学部長メッセージ

桐田隆博 社会福祉学部 学部長

桐田隆博
社会福祉学部 学部長

 困っている人が身の回りにいる場合、誰しもなんとか力になりたいと思うでしょう。ただし、困っている内容によっては、誰でも力になれるとは限りません。たとえば、道に迷っている人と遭遇した場合は、目的の場所や建物を知っている人であれば誰でも言葉や地図を用いて教えることができます。時間に余裕があれば、実際に目的の場所まで連れて行くこともできます。一方、失業して経済的に困っている人に対してはどうでしょうか。お金を融通することで一時的に問題が解決したとしても、再び同じ状況に戻ってしまうこともあります。それでは、安定した収入が得られる仕事を探すことを手伝うことはどうでしょうか。運良く仕事が見つかったとしても、その人は仕事をすぐ辞めてしまうかもしれません。経済的に困っていることは表面的な問題であり、実際には、その人は仕事を続けること自体に何らかの問題を抱えているのかもしれません。この場合、問題を解決するためには、まず、その所在を正しく捉えることが必要となります。問題解決のための支援には、誰でもできる支援と、その問題とそれを取り巻く状況を正しく理解し、かつ、問題解決に利用可能な制度や方策に精通した専門家にしかできない支援があります。
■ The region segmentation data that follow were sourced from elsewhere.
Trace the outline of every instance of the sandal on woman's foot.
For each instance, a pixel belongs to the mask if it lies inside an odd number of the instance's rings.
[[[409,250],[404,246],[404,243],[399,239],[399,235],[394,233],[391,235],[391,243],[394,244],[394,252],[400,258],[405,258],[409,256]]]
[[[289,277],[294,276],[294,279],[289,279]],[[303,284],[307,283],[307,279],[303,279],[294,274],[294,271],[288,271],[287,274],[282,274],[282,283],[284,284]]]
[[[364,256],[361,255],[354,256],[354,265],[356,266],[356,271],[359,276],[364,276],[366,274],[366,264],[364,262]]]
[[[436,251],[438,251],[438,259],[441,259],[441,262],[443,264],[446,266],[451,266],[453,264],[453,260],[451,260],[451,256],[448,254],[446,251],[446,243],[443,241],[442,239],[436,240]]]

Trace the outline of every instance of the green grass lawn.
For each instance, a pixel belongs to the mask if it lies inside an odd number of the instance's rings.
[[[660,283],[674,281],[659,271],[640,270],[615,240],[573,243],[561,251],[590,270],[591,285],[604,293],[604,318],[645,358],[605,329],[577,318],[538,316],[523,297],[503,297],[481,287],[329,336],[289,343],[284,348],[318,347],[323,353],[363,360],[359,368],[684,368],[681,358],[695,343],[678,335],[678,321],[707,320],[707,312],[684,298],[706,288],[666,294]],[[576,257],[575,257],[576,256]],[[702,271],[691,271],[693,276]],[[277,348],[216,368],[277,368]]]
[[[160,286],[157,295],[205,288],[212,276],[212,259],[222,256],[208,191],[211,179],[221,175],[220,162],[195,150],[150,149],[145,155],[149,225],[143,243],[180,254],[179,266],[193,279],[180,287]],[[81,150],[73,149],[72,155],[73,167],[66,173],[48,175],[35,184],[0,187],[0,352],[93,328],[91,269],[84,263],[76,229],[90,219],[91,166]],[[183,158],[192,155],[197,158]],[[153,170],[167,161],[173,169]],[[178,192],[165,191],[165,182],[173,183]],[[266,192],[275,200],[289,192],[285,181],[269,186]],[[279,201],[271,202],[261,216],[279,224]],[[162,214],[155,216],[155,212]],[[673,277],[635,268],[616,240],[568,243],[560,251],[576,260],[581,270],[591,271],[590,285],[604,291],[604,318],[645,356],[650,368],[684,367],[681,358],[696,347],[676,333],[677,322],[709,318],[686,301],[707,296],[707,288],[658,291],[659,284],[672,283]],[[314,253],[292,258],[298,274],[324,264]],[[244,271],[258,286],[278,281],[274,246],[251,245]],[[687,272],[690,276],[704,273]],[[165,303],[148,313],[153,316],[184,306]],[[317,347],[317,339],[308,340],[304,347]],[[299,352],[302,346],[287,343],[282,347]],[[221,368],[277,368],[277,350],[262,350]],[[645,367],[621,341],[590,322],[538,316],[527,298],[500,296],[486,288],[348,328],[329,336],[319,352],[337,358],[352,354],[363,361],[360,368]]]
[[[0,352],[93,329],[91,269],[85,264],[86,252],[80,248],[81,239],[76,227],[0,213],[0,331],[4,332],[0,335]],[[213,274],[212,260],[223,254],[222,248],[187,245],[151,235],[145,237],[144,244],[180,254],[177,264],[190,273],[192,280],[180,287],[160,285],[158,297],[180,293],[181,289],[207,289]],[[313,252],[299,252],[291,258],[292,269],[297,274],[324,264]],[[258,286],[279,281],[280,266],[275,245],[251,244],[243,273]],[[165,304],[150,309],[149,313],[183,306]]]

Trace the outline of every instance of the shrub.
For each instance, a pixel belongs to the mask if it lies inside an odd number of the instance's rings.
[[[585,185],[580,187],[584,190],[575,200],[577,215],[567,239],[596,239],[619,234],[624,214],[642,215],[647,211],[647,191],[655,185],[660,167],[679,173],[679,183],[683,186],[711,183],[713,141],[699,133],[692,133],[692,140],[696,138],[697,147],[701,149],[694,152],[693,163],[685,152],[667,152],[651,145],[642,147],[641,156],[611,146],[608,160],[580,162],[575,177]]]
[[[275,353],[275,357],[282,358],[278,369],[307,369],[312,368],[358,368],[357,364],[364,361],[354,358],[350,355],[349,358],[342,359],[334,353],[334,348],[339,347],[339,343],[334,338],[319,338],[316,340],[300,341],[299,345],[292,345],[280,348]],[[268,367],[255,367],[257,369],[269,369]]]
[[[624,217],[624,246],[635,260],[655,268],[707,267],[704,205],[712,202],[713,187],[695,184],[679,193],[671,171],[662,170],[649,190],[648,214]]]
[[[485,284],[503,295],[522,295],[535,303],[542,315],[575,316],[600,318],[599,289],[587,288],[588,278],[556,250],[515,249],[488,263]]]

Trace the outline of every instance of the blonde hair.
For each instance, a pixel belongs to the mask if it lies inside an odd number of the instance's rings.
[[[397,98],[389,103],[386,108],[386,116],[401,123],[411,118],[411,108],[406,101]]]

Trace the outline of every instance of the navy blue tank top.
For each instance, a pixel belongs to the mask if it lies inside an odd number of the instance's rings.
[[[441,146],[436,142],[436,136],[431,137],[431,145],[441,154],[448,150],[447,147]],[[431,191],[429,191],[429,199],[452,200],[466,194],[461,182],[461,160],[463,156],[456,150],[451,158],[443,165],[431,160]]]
 日常生活において問題を抱えている人々の支援に必要な専門的な知識を体系的に学び、具体的な援助技術を実践的に修得する場が社会福祉学部です。社会福祉学部には二つの学科があり、それぞれ、人々が日常生活で直面する問題を定位する枠組みに特徴があります。社会福祉学科においては、人々が直面する問題を、主として個人や家族、職場や身近な共同体、そして自治体や国といった異なる社会水準で捉え、それぞれの水準において具体的な支援の手立てや支仕組みを考え、実際の支援で必要とされるスキルを学びます。これに対して、人間福祉学科においては、人々が抱える問題を、主として個人の内面や対人関係、そして生涯発達の枠組みの中に定位し、問題解決に向けた支援の方法と技術を学びます。

 どちらの学科で学ぶにしても、支援を求める当事者の視点が最も大切であることはいうまでもありません。学内の教員や学生との関わりだけでなく、広く視野を学外にも向けて、様々な人々との出会いと交流を通して、体験的にその視点を身につけていきましょう。